The horror of Loofa Mitt doesn’t end there. Knowing full-well it had fallen wildly short of it’s intended purpose, Loofa Mitt decided to add insult to injury — probably on the recommendation of my left hand, who has employed this tactic before. On day two, I picked up Loofa to give it one more shot, and found it had curled up like a dead insect with an impenetrable exoskeleton. The gnarly loofa half of the mitt was hard as a rock. I could wear it like a cuff and block bullets like Wonder Woman.
What good is a mitt that turns into an unchewable hamster tunnel after one use? Useful for hamster owners, yes, but not everyone who purchases a loofa mitt has a hamster. I, for example, do not have a hamster. But I think Loofa knew that.
Loofa Mitt has spent the last two weeks in my shower, stuffed between the towel bar and the wall, mocking me. The pink felt lining on the inside of the curled tube makes the whole thing look uncomfortably like a sex-education cross section of the female reproductive system. I shouldn’t have to avert my eyes every time I need to bathe.

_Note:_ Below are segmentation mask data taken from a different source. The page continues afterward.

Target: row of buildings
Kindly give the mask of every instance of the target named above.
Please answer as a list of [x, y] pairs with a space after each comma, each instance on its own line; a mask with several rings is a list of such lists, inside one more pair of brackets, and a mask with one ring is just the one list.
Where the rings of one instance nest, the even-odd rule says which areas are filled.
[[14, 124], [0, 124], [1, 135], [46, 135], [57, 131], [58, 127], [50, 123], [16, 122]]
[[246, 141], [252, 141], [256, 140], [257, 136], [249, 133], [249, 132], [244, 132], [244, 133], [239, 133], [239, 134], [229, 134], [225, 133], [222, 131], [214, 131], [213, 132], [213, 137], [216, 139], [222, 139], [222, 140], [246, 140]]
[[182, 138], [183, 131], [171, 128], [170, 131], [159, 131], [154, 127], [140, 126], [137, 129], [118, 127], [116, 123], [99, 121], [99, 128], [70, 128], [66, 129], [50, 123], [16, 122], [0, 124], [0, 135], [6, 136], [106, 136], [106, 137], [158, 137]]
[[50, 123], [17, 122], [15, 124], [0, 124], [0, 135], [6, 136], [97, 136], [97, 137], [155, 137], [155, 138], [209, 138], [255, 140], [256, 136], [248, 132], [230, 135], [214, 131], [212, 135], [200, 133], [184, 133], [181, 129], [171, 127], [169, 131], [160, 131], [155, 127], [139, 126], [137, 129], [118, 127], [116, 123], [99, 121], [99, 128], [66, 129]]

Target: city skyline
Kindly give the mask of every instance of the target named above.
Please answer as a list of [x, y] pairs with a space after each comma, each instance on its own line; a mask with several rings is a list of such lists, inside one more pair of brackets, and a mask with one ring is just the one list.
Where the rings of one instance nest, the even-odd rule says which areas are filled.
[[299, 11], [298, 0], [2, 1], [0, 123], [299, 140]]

Soak it in water to keep it supple you say? HA! That is exactly what it wants. If left in water no doubt Loofa would spring back to life and I would wake up one night with it clamped across my face. A day later my chest would explode, unleashing an army of Loofa Mitt larva upon the world. That is probably from where my own hell spawn of a mitt arrived — no one could actually manufacture such utter pieces of shit on purpose and still be able to sleep at night.
I need to throw out Loofa Mitt and end my misery.
There are two reasons why I haven’t.
First, I hate to use something once and then just throw it out after spending good money on it.
Second, about a year ago I bought the same loofa mitt at the same store and threw it out after one day. I totally forgot.
So, now Loofa mocks me from its perch behind the towel bar. Loofa knows I can’t throw it out. Loofa knows I can’t bear to waste money on it twice.